FRIENDS ROMANS AND COUNTRYMEN LEND ME YOUR EARS INSTALL
How could that be possible? The noble Brutus Is this plug ok to install an AC condensor? For Brutus, as you know, was Caesars angel. Oh, what a fall it was, my countrymen! Oh, now you weep, and, I perceive, you feel. The translation by Henry Denison: I will depart with these final words: just as I killed my best friend for the good of Rome, I will still keep the same dagger, so that I can kill myself when my country requires my death. For example my character, Antony, has many places in the play where he uses the techniques. The will! Fortune is happy and will give us anything in this mood. Its better that you not know that you are his heirs. He also says: When that the poor have cried, Caesar hath wept: Ambition should be made of sterner stuff: Here, he reminds the crowd that everything Caesar did, he did for Rome. Olim certe vos omnes eum amaverunt, non sine causa: quae causa vos a lugendo ei abstinet? O arbitrium! Tu ad bestias brutas, et viri eorum mentes amiserunt… Mihi ignoscite cor meum in sarcophago cum Caesare est, et consistere debeo dum ad me redit.Alas, you dont know. Non causa abrenuntiandis ea quae Brutus dixit dico, sed ibi est causa dicendis de quibus scio.
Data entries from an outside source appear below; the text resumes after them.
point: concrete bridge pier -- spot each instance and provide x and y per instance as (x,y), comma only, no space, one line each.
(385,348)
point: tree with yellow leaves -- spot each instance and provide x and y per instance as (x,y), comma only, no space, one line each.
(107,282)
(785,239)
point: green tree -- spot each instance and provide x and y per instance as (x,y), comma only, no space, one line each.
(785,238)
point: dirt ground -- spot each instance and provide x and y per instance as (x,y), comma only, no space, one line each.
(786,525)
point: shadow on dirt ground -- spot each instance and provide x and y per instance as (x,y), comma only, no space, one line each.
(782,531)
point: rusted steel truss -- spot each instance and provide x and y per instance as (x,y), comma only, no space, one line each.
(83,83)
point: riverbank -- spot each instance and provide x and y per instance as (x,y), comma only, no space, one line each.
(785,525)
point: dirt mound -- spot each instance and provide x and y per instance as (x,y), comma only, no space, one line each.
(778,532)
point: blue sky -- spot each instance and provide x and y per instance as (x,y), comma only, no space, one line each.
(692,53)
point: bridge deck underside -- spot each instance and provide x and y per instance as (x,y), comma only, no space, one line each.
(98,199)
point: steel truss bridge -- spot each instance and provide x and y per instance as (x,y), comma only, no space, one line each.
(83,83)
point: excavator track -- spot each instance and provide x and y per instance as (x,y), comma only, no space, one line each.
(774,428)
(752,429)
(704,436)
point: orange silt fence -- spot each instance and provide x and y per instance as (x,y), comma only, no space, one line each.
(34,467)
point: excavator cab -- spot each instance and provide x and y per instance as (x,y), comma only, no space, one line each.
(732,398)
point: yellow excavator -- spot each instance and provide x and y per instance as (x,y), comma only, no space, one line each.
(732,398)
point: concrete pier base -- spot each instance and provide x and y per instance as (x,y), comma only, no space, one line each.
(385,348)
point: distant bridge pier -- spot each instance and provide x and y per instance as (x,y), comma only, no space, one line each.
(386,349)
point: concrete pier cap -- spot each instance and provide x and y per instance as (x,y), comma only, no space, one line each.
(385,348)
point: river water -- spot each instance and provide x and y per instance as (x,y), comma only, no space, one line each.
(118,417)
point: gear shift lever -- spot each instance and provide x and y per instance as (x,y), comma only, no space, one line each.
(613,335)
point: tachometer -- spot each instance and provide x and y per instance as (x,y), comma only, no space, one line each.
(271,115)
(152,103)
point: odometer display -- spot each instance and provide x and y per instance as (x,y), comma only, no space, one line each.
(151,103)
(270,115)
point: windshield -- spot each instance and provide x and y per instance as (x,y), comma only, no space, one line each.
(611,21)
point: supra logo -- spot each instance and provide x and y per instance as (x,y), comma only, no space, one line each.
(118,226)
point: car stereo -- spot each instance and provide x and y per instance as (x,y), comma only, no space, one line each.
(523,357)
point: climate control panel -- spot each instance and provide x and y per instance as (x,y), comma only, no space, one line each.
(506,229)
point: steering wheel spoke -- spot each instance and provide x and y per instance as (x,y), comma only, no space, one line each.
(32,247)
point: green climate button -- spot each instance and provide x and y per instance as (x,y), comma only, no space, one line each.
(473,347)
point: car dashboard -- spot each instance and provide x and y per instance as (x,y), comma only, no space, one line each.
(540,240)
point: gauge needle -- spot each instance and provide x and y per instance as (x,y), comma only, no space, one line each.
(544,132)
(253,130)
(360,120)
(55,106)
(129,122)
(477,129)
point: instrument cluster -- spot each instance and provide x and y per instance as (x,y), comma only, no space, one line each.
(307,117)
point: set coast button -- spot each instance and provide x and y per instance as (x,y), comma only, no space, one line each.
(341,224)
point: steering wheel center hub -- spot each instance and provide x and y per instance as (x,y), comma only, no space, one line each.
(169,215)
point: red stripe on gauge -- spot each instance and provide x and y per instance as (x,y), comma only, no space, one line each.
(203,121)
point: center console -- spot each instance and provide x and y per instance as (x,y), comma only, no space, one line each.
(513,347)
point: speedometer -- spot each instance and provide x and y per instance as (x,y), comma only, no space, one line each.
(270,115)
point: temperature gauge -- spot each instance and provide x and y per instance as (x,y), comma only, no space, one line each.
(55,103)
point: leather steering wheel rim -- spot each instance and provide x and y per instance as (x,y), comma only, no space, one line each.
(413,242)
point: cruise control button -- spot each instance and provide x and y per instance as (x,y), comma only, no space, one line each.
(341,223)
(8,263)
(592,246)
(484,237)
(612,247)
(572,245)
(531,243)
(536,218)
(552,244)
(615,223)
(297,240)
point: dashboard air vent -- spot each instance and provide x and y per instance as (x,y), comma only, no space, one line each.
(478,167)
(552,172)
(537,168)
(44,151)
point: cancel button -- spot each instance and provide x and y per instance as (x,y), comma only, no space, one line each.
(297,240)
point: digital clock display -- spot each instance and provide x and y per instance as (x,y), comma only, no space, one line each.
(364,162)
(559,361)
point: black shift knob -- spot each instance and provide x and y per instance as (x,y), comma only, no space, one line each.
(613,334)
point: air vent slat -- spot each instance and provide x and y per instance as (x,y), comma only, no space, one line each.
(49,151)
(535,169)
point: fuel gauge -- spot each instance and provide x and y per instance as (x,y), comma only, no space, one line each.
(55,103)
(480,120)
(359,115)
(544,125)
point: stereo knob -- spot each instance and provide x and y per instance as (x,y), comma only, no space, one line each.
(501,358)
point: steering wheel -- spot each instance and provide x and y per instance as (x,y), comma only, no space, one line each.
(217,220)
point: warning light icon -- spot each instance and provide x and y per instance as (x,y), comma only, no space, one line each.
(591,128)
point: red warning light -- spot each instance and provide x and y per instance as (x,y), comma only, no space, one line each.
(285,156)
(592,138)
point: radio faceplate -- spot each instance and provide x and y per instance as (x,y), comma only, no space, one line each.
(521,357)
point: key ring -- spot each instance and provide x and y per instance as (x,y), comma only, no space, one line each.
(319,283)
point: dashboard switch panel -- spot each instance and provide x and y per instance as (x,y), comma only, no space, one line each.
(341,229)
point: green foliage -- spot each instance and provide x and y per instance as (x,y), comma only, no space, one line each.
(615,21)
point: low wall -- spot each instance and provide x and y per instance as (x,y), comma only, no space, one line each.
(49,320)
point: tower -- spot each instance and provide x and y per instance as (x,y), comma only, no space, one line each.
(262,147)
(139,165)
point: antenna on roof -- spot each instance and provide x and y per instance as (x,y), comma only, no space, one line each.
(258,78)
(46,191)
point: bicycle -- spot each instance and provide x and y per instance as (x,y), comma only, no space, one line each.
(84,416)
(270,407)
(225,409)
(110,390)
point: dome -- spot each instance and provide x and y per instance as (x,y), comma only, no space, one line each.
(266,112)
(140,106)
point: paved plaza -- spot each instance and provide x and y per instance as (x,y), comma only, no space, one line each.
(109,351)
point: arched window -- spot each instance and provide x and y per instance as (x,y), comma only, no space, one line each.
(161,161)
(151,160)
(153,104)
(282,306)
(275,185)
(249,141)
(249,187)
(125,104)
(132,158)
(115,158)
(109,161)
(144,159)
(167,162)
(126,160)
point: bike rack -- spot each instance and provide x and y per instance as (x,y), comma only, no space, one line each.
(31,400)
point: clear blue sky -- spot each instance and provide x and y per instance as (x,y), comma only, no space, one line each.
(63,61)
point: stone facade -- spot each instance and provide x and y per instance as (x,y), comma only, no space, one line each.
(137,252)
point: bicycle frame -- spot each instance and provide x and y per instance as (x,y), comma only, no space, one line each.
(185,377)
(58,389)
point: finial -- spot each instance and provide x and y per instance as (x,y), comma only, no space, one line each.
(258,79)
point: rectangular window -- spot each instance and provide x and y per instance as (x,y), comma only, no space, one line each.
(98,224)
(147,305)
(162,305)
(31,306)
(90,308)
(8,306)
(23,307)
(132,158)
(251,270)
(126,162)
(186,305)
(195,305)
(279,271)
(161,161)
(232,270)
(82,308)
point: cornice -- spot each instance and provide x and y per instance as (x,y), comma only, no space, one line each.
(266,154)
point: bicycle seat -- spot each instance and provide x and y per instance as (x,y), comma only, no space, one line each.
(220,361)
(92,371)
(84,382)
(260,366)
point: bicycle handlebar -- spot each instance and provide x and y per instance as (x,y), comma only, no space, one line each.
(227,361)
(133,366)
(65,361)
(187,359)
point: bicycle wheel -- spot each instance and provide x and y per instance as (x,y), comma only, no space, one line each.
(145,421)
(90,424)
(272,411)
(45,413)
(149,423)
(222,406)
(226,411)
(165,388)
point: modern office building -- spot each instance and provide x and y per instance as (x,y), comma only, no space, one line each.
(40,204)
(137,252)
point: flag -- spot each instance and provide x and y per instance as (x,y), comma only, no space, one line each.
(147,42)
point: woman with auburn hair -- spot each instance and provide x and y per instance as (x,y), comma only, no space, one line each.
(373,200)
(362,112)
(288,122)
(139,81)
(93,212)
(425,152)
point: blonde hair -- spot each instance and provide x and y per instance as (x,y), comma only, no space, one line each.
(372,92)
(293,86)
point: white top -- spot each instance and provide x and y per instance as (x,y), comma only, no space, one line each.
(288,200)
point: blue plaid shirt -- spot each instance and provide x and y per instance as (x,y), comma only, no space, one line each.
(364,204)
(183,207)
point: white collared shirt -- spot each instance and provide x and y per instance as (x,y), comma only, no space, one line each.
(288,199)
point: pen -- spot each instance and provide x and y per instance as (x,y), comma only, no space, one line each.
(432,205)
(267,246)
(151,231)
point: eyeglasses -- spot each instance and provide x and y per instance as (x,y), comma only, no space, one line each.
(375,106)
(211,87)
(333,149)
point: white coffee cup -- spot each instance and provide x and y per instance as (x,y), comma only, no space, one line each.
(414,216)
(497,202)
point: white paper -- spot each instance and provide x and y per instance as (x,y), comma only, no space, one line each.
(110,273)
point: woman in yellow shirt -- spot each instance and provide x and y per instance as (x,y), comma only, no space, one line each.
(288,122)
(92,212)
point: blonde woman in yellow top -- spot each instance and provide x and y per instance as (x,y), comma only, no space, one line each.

Certe in Lupercale ei coronam regiam tripliciter obtuli, quam tripliciter abnuit: hicne ambitio erat? Tamen Brutus ambitiosum eum esse et, certe, hic decorus est.
FRIENDS ROMANS AND COUNTRYMEN LEND ME YOUR EARS PRO
And here is what I wrote: Amici, Romani, cives, date aures vestras mihi sepultum neque laudatum venio mala quae viri vitas suas faciant post eos vivent, saepe bona cum ossuibus eorum sepelintur, esto Caesari… Brutus nobilis vobis Caesarem ambitiosum esse dixit, si ita esset, vitium saevum esset, saeve Caesar respondit… hic, situs a Bruto ceterisque (nam Brutus decorus itaque omnes ei omnes decori) dictum pro Caesaris sepulture… amicus meus, mihi fidelis iustusque erat: sed Brutus eum ambitiosum dicit et Brutus decorus… Obsides multos domum Romam tulit, cuius lytri arcas publicas implevit: Caesarne hoc ambitiosus visus est? Cum pauperes fleverunt, Caesar flevit: ambitio rerum duriorum esset: tamen Brutus ambitiosum eum esse et Brutus decorus. Bear with me My heart is in the coffin there with Caesar, And I must pause till it come back to me. You all did love him once, not without cause: What cause withholds you then to mourn for him? O judgement! thou art fled to brutish beasts, And men have lost their reason…. I speak not to disprove what Brutus spoke, But here I am to speak what I do know. You all did see that on the Lupercal I thrice presented him a kingly crown, Which he did thrice refuse: was this ambition? Yet Brutus says he was ambitious And, sure, he is an honourable man. He hath brought many captives home to Rome, Whose ransoms did the general coffers fill: Did this in Caesar seem ambitious? When that the poor have cried, Caesar hath wept: Ambition should be made of sterner stuff: Yet Brutus says he was ambitious And Brutus is an honourable man. Here is the original: I come to bury Caesar, not to praise him The evil that men do lives after them, The good is oft interred with their bones, So let it be with Caesar … The noble Brutus Hath told you Caesar was ambitious: If it were so, it was a grievous fault, And grievously hath Caesar answered it … Here, under leave of Brutus and the rest, (For Brutus is an honourable man So are they all all honourable men) Come I to speak in Caesar’s funeral … He was my friend, faithful and just to me: But Brutus says he was ambitious And Brutus is an honourable man…. I think I got most of it right but there are a few things I'm not sure about. I tried to translate the "Friends, Romans, countrymen" speech from Julius Caesar.